Helm operator keeps creating secrets when performing helm upgrade if the upgrade job fails due to ImagePullBackOff
I have a helm operator, it works well for install/uninstall. I have installed the operator using OLM
Then I added a job to helm chart to support upgrade scenario:
annotations:
"helm.sh/hook": pre-upgrade
"helm.sh/hook-delete-policy": before-hook-creation,hook-succeeded
Expected result: even if upgrade job fails due to ImagePullBackOff error, the helm operator should not keep creating new secrets for the service accounts.
Operator type:
/language helm
Kubernetes cluster type:
OpenShift
$ operator-sdk version
v0.17.2
$ kubectl version
v1.18.3
If using correct image in step 4, then the upgrade is performed successfully.
Hi @grantliu3,
Thank you for raise this issue. First, at all, I'd like to recommend you migrate your project to the new layout (1.0+). See; https://sdk.operatorframework.io/docs/building-operators/helm/migration/. Note that the version 0.19.x can receive only bug fixes and the previous versions are no longer supported.
It seems like helm operator is trying to recreate the upgrading job, meanwhile always try to create new secrets for the service accounts.
I understand that helm will try to create the service-account and the secret to installing/upgrading the chart for all times that this action is trigged. So, my first thought is that it would be expected. @joelanford could you give a hand and please let me know if I misunderstood something here?
However, see that the version v0.17.2 uses helm.sh/helm/v3 v3.1.2 and the version 0.19.4 and 1.0.1 uses helm.sh/helm/v3 v3.2.4. Could you also please upgrade your project to use the latest ones and let us know if you see any change in its behaviour (I do not think that it would change, however, would be very helpful ensure it and work with the latest ones instead of the previous versions )?

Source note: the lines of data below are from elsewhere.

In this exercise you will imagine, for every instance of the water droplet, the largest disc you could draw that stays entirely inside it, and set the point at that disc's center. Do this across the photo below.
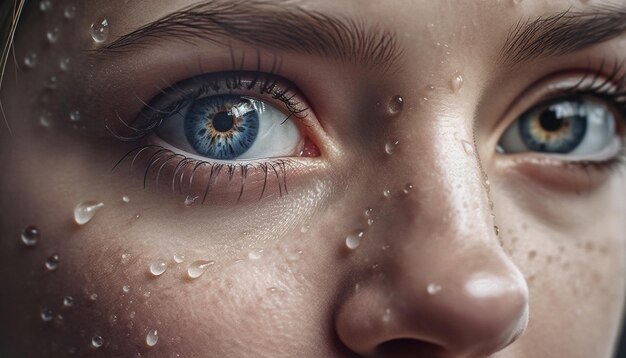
(100, 30)
(30, 60)
(85, 211)
(354, 240)
(50, 82)
(44, 120)
(45, 5)
(68, 301)
(467, 147)
(395, 105)
(30, 236)
(46, 314)
(69, 12)
(390, 146)
(191, 200)
(97, 341)
(75, 115)
(64, 64)
(255, 255)
(53, 35)
(456, 82)
(158, 267)
(152, 338)
(387, 315)
(52, 262)
(198, 268)
(433, 288)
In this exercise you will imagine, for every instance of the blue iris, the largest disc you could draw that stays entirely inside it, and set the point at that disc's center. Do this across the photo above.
(222, 127)
(557, 127)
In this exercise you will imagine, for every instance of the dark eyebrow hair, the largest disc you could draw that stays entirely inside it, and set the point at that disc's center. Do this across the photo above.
(273, 26)
(563, 33)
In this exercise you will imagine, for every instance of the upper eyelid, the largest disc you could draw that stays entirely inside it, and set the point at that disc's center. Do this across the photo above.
(193, 88)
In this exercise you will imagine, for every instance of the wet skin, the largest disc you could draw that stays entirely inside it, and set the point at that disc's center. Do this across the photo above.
(485, 254)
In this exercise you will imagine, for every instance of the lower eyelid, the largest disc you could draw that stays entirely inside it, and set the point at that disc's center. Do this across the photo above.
(557, 175)
(203, 182)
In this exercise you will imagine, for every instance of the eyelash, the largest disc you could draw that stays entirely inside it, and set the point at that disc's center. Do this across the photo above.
(262, 83)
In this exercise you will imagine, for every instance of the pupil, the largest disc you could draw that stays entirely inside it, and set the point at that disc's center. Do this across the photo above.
(223, 122)
(549, 121)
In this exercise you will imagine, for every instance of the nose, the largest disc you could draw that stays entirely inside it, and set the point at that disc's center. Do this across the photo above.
(444, 286)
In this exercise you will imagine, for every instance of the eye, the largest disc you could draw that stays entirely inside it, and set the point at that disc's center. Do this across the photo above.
(577, 127)
(230, 127)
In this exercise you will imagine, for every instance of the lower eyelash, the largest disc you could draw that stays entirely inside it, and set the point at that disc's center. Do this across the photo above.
(183, 172)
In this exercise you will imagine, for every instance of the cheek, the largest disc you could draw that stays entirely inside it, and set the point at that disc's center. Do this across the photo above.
(575, 278)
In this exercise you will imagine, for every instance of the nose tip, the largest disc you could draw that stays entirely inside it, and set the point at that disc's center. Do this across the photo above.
(472, 317)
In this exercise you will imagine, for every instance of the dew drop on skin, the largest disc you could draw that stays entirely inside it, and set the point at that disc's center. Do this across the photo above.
(390, 146)
(64, 64)
(456, 82)
(198, 268)
(53, 35)
(68, 301)
(99, 30)
(353, 241)
(85, 211)
(97, 341)
(30, 60)
(30, 236)
(45, 5)
(158, 267)
(52, 262)
(152, 338)
(179, 258)
(46, 314)
(395, 106)
(69, 12)
(433, 289)
(75, 115)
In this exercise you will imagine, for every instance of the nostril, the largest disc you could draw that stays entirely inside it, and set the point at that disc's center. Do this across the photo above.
(407, 347)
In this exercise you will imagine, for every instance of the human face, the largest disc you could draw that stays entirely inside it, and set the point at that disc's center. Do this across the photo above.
(397, 215)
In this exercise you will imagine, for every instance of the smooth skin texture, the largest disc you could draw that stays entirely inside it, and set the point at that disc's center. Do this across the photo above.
(486, 255)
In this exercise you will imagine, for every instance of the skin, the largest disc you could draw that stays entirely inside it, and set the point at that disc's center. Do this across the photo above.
(539, 275)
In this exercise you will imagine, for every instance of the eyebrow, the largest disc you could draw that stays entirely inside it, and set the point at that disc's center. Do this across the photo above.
(563, 33)
(271, 25)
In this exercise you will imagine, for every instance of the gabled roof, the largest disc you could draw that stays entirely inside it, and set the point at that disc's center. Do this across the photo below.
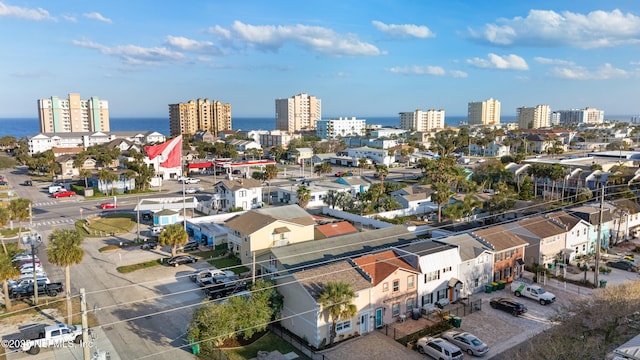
(336, 229)
(254, 220)
(315, 279)
(499, 238)
(380, 265)
(542, 227)
(239, 184)
(314, 253)
(470, 247)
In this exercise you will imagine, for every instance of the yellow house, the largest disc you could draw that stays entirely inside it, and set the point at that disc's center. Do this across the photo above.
(261, 229)
(305, 317)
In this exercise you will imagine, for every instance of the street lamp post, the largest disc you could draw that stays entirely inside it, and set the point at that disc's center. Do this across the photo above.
(32, 241)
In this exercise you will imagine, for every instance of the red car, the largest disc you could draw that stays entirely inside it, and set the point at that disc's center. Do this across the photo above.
(108, 206)
(64, 193)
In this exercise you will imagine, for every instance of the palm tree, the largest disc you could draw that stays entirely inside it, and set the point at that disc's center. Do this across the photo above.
(304, 195)
(64, 250)
(7, 271)
(19, 210)
(336, 299)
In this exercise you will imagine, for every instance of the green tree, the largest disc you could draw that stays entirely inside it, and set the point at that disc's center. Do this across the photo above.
(304, 195)
(7, 271)
(20, 210)
(173, 235)
(336, 298)
(64, 250)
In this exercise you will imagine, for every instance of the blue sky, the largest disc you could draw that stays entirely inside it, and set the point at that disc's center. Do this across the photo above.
(362, 58)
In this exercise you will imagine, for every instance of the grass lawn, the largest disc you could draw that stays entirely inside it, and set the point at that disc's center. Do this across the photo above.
(105, 226)
(269, 342)
(129, 268)
(229, 263)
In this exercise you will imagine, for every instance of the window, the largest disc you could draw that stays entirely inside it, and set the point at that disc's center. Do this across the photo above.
(410, 282)
(395, 309)
(343, 326)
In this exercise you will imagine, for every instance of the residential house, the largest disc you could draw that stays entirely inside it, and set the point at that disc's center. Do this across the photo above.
(577, 234)
(304, 316)
(508, 251)
(261, 229)
(476, 263)
(438, 264)
(304, 255)
(394, 285)
(237, 193)
(546, 237)
(332, 229)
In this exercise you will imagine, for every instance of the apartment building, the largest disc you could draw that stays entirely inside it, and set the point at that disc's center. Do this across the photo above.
(420, 120)
(341, 127)
(534, 117)
(484, 112)
(187, 118)
(73, 114)
(299, 112)
(580, 116)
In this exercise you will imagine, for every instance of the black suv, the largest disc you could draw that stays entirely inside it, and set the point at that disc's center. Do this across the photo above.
(508, 305)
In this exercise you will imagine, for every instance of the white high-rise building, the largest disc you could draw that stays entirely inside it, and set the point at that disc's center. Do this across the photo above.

@grantliu3 I agree with @camilamacedo86 that this sounds like expected behavior. The helm-operator is constantly trying to reconcile your CR, so during every reconciliation it compares the currently deployed release manifest with a candidate release manifest (using a dry-run upgrade). If there is a difference it runs the upgrade. If the upgrade fails, it performs a rollback (which is effectively another upgrade) and attempts reconciliation again after some backoff period, starting the loop over.
The helm operator keeps creating secrets of type 'kubernetes.io/dockercfg' and 'kubernetes.io/service-account-token' for the service accounts that helm chart created.

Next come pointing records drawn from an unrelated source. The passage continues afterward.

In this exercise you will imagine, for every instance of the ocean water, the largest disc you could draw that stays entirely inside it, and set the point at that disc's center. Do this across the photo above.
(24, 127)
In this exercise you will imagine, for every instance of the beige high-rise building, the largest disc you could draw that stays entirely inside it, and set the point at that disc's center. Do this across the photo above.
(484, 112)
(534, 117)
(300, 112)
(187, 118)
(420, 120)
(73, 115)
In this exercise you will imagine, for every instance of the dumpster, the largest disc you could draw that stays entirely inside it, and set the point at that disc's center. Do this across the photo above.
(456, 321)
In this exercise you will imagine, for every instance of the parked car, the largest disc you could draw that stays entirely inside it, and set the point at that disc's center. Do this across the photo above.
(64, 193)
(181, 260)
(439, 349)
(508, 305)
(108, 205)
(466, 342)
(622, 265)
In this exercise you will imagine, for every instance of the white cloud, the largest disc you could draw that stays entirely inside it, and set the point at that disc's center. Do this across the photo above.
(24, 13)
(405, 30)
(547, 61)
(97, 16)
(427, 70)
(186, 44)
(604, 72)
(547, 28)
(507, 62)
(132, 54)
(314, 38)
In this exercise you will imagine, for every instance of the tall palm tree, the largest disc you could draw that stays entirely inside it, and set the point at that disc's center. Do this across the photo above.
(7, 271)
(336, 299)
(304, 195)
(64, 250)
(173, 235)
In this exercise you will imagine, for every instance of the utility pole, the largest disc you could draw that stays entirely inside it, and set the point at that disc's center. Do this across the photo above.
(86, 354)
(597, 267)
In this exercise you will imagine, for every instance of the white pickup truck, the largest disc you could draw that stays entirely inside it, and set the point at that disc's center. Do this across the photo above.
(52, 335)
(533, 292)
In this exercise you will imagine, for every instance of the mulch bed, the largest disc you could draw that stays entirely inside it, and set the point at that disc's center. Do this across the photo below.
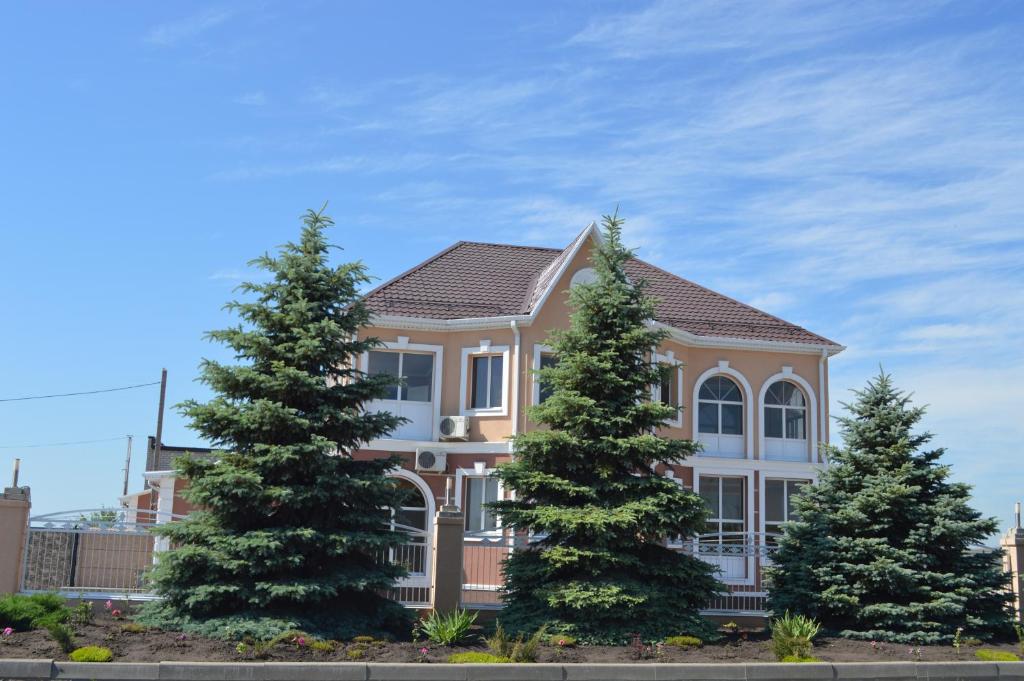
(151, 646)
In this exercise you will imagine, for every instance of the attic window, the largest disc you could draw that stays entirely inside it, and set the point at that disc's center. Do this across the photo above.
(585, 275)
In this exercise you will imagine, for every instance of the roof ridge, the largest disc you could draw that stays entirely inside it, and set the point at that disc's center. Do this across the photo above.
(412, 269)
(731, 299)
(535, 248)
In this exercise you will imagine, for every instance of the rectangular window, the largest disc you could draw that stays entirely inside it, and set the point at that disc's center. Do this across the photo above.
(778, 504)
(795, 423)
(480, 491)
(773, 422)
(547, 360)
(726, 501)
(486, 382)
(416, 371)
(385, 363)
(732, 419)
(708, 418)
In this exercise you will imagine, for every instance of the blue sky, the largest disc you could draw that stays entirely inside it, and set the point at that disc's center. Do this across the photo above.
(856, 168)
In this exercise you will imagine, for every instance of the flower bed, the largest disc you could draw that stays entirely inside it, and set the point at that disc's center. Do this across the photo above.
(132, 643)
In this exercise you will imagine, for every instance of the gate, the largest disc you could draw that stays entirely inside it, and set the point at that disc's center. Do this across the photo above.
(414, 590)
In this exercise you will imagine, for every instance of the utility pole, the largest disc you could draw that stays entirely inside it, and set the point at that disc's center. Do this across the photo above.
(127, 466)
(160, 416)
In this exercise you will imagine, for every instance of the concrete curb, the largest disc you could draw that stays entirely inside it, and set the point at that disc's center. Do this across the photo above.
(39, 670)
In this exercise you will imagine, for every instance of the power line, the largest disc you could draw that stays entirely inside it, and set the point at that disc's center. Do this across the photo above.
(84, 392)
(81, 441)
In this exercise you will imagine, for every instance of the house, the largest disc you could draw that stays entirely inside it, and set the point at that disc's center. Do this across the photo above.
(466, 329)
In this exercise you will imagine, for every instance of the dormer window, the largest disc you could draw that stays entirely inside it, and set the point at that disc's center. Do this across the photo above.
(584, 275)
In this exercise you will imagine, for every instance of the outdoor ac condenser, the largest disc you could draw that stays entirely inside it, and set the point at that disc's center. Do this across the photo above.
(430, 461)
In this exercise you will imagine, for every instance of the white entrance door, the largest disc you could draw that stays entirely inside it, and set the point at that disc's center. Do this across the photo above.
(414, 399)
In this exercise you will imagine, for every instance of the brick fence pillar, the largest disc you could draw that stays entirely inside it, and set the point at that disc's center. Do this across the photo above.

Are these secrets part of your chart? If not, the helm-operator wouldn't be creating them. It could be that the helm-operator creates the service accounts and then something else (probably the main kube-controller-manager) is creating the secrets based on the existence of the service accounts.

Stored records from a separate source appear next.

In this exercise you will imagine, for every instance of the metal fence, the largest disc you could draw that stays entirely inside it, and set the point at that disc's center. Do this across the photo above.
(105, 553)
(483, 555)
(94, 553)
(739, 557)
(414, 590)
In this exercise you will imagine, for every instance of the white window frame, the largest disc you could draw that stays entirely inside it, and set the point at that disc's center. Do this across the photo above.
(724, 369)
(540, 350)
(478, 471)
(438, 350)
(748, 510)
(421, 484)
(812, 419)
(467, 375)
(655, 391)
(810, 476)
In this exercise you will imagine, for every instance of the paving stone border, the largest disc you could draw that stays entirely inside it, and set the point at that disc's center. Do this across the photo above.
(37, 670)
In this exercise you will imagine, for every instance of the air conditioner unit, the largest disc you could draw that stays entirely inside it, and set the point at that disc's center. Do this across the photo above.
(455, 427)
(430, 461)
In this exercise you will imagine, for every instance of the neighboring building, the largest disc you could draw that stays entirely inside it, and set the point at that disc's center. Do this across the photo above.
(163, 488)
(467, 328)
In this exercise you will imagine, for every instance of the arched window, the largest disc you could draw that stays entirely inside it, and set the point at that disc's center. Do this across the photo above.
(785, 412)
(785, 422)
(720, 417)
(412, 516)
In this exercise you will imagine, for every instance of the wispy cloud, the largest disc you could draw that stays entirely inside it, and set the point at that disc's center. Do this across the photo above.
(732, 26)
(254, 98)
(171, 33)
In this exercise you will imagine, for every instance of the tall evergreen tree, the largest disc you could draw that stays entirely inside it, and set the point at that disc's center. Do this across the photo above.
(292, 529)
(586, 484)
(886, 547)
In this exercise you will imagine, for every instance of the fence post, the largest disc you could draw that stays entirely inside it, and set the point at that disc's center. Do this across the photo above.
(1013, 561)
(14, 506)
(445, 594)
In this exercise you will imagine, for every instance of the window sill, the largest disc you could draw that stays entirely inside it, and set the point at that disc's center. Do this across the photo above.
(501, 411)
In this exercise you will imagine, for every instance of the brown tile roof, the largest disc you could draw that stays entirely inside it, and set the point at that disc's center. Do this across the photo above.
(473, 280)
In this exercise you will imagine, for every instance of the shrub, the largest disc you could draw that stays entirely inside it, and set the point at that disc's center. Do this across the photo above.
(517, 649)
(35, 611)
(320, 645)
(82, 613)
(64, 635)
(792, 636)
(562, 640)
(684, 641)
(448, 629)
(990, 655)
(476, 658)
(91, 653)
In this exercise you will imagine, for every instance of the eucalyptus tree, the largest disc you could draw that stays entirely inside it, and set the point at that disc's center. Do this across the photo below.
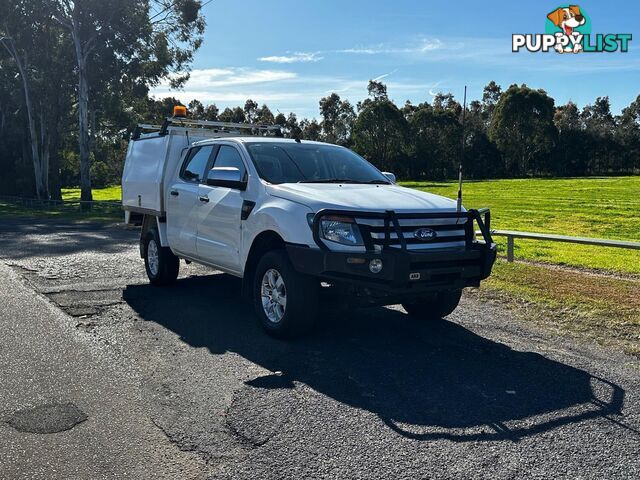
(132, 43)
(36, 46)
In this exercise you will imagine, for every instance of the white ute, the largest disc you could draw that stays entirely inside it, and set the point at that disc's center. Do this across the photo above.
(298, 221)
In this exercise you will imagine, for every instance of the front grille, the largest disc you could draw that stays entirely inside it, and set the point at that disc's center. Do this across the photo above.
(450, 233)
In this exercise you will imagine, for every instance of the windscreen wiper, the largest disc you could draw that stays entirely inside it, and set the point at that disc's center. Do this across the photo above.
(331, 180)
(378, 182)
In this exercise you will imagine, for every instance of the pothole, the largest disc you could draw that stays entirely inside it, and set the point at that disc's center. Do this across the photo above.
(49, 418)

When the service accounts are deleted, I would expect these secrets to also be deleted. So what may be happening is that the constant upgrade attempts are causing the service accounts to be deleted and re-created over and over again, which is causing those secrets to be created and deleted over and over again as well.
@camilamacedo86, I didn't get a chance to try out 0.19.4 and 1.0.1, I'll have a try with latest version when available.
@joelanford, I understand the reconcile logic tries to rollback and reconciliation again, but in my case, the helm operator failed to rollback, (refer to below error logs in operator pod), thus the secrets have never been deleted (rollback) and helm operator keeps creating new ones, if this problem was not noticed and resolved in time, there will be a huge number of secrets created which might be affect the cluster. Our testing team has ever encountered 40000 secrets created in 3 days, and this caused some services of the cluster to be unhealthy.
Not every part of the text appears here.